A few weeks ago, the partner of a patient of mine reached out to me. The patient was a middle aged man who had recently passed away from lung cancer. The two had lived together for some time following conclusion of their unsuccessful marriages. The chemo and radiotherapy weren’t effective and the battle was lost sooner than expected.

Throughout his sickness she was determined and dedicated to maintaining the "perfect" relationship. This fixation barred them from delving deeper into difficult emotional topics and following his passing she felt a harsh lack of closure. She turned to me in distress, desperately seeking a way to tie up the remaining emotional loose ends between her and the man she loved. Unfortunately this realization was late in coming, attempts at reconciling the situation were unhelpful and she was clearly filled with regret. 
 

Words to a Dying Friend

I am far from an expert on farewells, despite the fact that they are quite common in my line of work. Their frequency however does not diminish the feeling of ambivalence I encounter whenever it’s time to part with a patient. Not long ago I treated a patient who was suffering from a very aggressive tumor which had spread to his prostate, bones and brain. Rapid dissemination of brain metastasis led to drastic deterioration of his physical function. Very soon there was nothing more I could do to help him.

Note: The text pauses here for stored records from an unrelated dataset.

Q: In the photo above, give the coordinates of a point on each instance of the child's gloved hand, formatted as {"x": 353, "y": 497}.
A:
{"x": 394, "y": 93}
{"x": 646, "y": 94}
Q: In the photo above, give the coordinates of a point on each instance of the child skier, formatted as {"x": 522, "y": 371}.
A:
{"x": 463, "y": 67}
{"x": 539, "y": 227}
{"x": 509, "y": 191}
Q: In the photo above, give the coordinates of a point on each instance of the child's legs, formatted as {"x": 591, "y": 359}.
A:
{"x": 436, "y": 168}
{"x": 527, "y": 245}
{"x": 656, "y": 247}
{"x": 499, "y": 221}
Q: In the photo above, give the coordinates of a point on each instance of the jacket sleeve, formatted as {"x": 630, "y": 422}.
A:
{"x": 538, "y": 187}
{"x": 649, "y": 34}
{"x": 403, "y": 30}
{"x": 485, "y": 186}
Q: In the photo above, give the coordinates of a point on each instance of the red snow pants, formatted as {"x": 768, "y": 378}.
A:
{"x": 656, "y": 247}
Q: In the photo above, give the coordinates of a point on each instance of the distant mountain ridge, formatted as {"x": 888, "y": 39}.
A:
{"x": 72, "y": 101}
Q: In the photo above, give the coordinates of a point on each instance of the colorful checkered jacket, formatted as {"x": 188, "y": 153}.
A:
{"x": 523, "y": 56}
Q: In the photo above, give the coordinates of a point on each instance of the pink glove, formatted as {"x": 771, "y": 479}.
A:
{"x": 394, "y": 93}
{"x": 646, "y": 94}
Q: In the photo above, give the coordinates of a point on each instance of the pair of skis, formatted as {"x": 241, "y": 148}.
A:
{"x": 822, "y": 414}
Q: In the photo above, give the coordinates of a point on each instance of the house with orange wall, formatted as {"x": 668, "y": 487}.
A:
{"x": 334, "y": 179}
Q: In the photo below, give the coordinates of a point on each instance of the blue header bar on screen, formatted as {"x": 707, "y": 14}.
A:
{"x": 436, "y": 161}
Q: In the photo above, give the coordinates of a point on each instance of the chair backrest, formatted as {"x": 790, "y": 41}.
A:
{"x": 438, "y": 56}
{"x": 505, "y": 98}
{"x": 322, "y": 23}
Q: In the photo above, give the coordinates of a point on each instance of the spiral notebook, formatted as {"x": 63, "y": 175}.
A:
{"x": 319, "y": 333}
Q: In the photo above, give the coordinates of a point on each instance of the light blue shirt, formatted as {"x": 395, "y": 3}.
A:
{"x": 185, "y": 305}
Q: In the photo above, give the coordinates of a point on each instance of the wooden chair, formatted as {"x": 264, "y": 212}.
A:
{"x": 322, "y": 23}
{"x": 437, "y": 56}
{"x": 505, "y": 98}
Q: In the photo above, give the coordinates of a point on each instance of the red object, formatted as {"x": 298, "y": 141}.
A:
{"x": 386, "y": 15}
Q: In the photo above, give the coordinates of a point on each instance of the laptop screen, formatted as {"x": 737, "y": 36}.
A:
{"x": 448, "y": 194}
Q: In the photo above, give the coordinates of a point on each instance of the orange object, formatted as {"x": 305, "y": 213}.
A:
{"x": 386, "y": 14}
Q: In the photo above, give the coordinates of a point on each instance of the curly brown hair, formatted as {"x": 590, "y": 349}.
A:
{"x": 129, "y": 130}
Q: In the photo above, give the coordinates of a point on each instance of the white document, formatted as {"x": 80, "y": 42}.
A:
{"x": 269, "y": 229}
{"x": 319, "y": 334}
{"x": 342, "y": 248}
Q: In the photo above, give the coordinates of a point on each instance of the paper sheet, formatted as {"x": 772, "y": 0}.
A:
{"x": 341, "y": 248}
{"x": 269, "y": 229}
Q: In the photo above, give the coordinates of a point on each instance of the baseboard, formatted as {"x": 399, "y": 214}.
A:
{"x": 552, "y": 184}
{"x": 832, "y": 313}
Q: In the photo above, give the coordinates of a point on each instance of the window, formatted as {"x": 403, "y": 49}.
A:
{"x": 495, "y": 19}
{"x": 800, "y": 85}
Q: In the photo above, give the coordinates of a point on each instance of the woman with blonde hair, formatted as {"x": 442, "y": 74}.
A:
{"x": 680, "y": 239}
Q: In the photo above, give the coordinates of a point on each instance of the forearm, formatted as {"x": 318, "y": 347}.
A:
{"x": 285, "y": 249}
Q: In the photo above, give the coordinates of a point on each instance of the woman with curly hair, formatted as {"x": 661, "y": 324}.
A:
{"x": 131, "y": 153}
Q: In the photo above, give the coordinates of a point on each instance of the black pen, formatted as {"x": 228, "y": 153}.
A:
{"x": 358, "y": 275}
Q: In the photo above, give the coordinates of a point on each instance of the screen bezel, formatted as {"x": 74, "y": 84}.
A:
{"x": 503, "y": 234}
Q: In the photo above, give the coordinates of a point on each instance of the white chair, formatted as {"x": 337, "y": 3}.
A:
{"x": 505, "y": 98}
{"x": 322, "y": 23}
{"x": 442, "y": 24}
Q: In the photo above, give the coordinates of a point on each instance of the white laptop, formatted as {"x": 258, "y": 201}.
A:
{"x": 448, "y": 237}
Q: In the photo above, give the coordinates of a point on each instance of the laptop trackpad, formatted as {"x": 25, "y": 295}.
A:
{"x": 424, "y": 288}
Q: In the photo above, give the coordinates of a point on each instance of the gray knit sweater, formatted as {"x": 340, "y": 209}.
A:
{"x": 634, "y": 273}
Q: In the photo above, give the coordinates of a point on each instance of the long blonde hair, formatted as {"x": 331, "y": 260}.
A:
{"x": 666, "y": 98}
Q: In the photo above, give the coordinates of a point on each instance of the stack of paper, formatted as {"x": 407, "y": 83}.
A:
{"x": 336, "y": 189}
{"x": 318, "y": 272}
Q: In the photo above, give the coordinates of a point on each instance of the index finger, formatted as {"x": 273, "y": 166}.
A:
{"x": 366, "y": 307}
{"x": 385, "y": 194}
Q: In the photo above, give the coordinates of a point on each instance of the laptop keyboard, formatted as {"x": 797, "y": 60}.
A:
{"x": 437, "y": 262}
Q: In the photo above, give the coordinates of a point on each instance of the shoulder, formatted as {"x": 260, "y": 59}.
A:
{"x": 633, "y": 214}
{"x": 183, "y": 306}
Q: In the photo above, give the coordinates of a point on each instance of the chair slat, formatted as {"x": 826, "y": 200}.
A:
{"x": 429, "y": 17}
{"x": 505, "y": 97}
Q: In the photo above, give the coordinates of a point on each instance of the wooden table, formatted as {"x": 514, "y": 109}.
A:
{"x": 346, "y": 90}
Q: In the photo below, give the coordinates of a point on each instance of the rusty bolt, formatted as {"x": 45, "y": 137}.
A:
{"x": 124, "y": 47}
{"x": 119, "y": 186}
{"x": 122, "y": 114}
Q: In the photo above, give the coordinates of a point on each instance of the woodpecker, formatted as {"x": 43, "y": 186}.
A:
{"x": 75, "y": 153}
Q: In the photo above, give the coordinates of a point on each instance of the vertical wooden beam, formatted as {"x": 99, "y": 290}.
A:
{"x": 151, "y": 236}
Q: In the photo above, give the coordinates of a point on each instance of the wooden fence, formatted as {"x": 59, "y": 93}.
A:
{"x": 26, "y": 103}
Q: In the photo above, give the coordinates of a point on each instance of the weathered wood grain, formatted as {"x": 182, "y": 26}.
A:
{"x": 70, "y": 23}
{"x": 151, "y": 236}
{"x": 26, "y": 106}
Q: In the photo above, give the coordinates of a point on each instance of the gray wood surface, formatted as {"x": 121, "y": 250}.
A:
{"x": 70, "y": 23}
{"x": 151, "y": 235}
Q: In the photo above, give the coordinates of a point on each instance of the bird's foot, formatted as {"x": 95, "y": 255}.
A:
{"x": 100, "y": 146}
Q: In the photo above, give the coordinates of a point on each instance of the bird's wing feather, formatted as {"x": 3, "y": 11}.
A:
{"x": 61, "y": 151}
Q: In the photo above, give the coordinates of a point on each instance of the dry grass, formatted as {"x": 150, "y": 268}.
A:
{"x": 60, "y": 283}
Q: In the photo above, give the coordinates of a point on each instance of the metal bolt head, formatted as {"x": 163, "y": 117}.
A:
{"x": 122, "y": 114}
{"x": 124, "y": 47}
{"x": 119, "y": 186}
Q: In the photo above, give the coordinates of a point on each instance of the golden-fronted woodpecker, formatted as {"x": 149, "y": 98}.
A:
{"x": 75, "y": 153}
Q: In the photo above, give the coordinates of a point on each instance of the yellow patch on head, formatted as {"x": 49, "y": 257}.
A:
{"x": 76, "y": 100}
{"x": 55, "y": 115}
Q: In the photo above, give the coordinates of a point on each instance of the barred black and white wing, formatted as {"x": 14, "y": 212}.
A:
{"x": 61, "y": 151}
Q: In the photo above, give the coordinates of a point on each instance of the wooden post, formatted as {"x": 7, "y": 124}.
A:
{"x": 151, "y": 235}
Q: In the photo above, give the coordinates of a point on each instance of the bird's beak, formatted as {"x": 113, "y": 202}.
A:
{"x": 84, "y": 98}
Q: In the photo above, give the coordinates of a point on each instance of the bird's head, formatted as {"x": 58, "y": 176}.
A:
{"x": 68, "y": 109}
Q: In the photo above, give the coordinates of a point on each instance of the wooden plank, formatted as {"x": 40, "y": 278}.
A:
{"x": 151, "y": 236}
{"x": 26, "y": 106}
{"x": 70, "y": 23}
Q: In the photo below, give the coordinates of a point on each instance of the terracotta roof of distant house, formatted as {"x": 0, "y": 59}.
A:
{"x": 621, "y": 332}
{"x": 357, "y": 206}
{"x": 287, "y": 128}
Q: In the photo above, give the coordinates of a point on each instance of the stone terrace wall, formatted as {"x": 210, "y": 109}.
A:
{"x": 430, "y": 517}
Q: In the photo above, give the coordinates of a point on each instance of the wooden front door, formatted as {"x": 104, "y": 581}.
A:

I was his treating physician for four years, during which he received all the standard treatments as well as a battery of experimental drugs that I had at my disposal. I knew that I was obligated to give him the final news but at the same time, the idea of confronting him terrified me. Did I have the courage to inform the patient, a highly intelligent engineer perfectly capable of connecting the dots, that he was about to die?
 
This situation required more than a simple gesture, it needed to be done carefully so as not to rob him of any remnants of hope. I walked over to his room, and slowly sat beside his bed. I massaged his neck to relieve the pain caused by his spinal cord tumors. When I stopped, we both sat in silence for nearly ten minutes which to me felt like an eternity. At long last we looked at each other; "I came to say goodbye", the words slipped out of my mouth."I knew you would come’ he replied.

Ironically, a joyous expression spread across his face; "I am very grateful that we both have the courage to be here for each other. Neither of us would have been able to bear the emotional burden of not sharing this moment".
 
Everyone wants to bid their loved ones goodbye. Towards the end of his book, Randy Pausch quotes an Indian thinker named Krishnamurti. When asked what the appropriate words to a dying friend would be he replied: "Tell him that with his death, a part of you will die and go with him. Wherever he goes, you will be with him so that he will not be alone".